In the main, an OBT has three purposes:

1. Source supplier content, i.e., seats to travel in, beds to sleep in, cars to drive, etc.
2. Provide a shopping and booking interface for the traveler/booker
3. Provide corporate controls regarding policy parameters, rate access, etc.

The OBTs are facing change in all three areas.

Airlines and hotels are reviewing distribution strategies. Content is published in many different ways. Traditional aggregation won’t be enough moving forward so OBTs must rethink their content access strategies.

Booking interfaces are stuck in the 1990s. At the most basic level, schedule or price has driven the shopping experience in corporate OBTs. Now, though, consumers are used to shopping experiences where they can, for example, search for a sofa by size, color or fabric. Consumers can filter shopping for pajamas by short or long sleeves, age of the person using them, color and even by unicorn design (a prerequisite in my home).

Policy settings and application will need to changeLowest logical fares will go away and OBTs will need to filter options based on corporate needs. They already can remove all “basic” fares. They’ll also need to display only those that include add-ons like inflight Wi-fi, checked bags and so on.

OBTs need to invest in all three areas and move to attribute-based shopping models.

To quote Finnair chief commercial officer Juha Järvinen, onstage recently at the GBTA Europe conference, “We need to be able to offer our full product suite for the consumer to choose from.” The OBT that can enable this “shopfront” becomes most appealing to the supplier.

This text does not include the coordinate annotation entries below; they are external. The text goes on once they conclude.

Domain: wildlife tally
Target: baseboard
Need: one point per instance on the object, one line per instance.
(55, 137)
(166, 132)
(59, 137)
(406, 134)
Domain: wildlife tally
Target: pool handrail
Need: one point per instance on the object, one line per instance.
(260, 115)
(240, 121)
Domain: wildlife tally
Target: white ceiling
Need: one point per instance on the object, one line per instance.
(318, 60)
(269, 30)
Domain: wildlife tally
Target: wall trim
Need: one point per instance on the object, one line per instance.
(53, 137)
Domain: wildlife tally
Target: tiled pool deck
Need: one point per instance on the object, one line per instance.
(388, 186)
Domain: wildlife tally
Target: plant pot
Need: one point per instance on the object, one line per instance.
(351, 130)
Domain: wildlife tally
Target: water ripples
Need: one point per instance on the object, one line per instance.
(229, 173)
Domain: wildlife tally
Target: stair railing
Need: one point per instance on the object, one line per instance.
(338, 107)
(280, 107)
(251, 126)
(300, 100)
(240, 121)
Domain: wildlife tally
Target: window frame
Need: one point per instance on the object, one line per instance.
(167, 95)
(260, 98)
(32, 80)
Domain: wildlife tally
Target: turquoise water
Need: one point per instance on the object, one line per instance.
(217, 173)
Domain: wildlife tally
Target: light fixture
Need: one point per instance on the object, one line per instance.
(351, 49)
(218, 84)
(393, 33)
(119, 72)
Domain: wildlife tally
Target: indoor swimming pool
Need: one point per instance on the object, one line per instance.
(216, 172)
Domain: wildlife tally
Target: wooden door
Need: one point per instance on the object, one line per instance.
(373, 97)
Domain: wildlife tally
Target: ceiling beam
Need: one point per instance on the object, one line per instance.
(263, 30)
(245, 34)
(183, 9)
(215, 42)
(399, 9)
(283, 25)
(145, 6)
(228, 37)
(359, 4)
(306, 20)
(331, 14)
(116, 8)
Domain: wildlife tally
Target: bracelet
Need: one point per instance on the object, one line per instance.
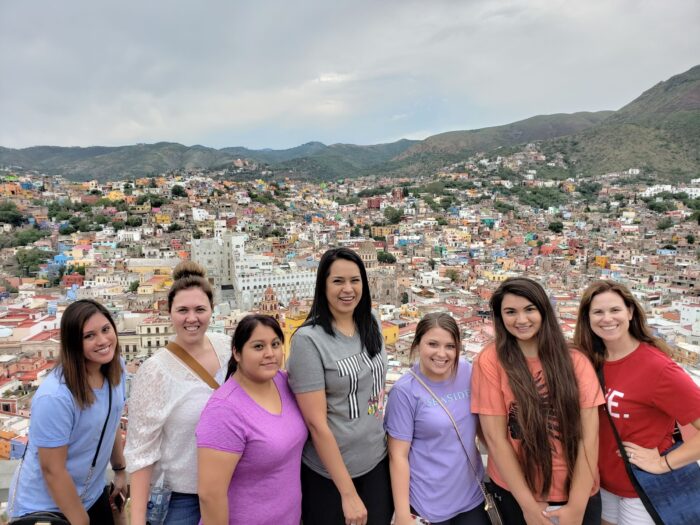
(668, 464)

Look at what Skyscanner enables for Finnair to give you an idea.

In pursuing a true marketplace view, there are bright sparks of hope. Here are some* examples:

• Short’s Travel has an online booking tool allowing the user to attribute-shop hotels. If having a gym is the most important factor to you personally, you get to check a box and immediately your results are updated.

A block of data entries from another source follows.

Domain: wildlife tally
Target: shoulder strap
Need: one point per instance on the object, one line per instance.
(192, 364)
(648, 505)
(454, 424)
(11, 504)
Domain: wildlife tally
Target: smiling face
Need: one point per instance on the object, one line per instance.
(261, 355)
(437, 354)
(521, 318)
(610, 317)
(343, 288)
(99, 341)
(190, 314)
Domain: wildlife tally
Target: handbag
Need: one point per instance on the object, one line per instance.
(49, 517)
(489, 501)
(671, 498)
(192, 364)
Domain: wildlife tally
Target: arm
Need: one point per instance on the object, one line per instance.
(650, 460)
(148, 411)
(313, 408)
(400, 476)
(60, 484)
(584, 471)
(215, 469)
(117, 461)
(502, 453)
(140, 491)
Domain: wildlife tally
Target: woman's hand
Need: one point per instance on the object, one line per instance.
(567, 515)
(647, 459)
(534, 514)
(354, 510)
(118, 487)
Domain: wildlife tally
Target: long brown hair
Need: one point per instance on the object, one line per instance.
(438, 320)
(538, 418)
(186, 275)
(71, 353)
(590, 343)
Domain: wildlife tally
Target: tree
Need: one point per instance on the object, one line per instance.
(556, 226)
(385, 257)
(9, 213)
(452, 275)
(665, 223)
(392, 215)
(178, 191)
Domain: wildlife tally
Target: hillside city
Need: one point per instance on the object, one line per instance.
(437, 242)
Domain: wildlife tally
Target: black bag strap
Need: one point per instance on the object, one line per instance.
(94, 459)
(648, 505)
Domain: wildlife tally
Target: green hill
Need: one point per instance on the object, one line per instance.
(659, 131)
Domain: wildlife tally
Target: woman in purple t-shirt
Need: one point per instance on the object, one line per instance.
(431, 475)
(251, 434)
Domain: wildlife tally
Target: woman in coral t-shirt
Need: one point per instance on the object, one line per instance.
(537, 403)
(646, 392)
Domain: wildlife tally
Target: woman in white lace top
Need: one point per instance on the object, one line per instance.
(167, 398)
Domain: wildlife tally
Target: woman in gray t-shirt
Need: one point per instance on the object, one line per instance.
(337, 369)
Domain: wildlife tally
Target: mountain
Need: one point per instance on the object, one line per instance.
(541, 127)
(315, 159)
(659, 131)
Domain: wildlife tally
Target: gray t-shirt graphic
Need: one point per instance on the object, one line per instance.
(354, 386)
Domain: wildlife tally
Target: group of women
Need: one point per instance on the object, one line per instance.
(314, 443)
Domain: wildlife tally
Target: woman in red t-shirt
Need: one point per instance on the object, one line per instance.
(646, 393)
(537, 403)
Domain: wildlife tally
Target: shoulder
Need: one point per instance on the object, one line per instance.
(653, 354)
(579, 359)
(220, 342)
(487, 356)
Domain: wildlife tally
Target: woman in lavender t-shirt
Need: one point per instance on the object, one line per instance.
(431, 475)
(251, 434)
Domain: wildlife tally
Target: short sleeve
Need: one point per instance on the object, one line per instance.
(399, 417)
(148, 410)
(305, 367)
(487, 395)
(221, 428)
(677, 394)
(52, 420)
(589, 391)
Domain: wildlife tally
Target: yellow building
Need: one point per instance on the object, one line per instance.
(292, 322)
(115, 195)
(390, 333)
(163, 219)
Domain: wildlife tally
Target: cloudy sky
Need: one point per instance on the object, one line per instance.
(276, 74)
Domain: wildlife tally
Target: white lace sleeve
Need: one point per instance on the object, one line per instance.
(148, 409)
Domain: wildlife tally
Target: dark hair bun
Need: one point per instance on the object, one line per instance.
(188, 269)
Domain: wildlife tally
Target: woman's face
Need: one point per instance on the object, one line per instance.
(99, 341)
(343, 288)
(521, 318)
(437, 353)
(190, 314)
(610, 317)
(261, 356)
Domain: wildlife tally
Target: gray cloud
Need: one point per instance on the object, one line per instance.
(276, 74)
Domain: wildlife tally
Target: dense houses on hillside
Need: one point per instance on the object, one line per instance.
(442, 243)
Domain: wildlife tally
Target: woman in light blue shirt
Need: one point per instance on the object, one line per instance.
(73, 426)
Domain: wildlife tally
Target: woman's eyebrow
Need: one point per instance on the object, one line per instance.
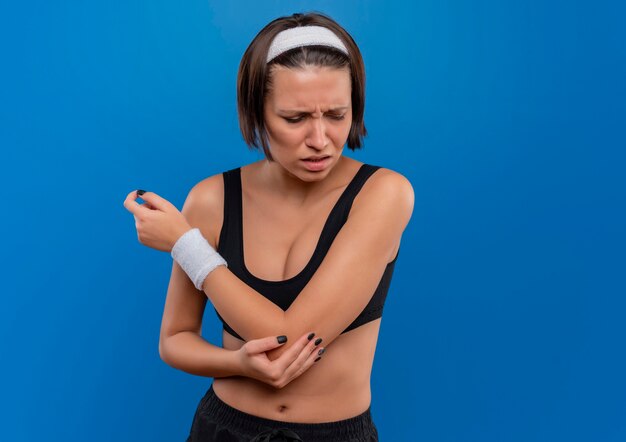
(297, 111)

• New Zealand-headquartered Serko brought its Zeno booking tool to the Northern Hemisphere. In doing so, it moved to multi-source content (e.g., adding Air Canada NDC content via the ATPCO/Sita NDC exchange) and you can also apply policy based on air shopping attributes.

• TripActions, the shiny new kid on the block, is heavily focused on a booking interface receiving much positive feedback from early adopters.

• Routehappy by ATPCO claims to power the next generation of flight shopping. I’m a little bit in love with how much further it can add to the booking experience. Look at what it’s done for Expedia, for instance, with so much more to come.

In summary I believe 2019 will be a fascinating year for the OBTs. They should be ramping up their sales teams as I think we’ll see a higher volume of corporates go out to bid, looking for that next-generation shopping interface. Might this also be the year that buyers are prepared to look at different commercial models for those OBTs that drive a better user experience? Or maybe the OBT market will become so competitive that traditional fees will disappear? As a buyer, when considering supplier change, you have to constantly consider the increased customer/cost benefit versus pain/cost of change. I think we may well have reached the tipping point necessary to endure the pain of change.

* No doubt others have these functionalities too. These company examples are not Festive Road clients.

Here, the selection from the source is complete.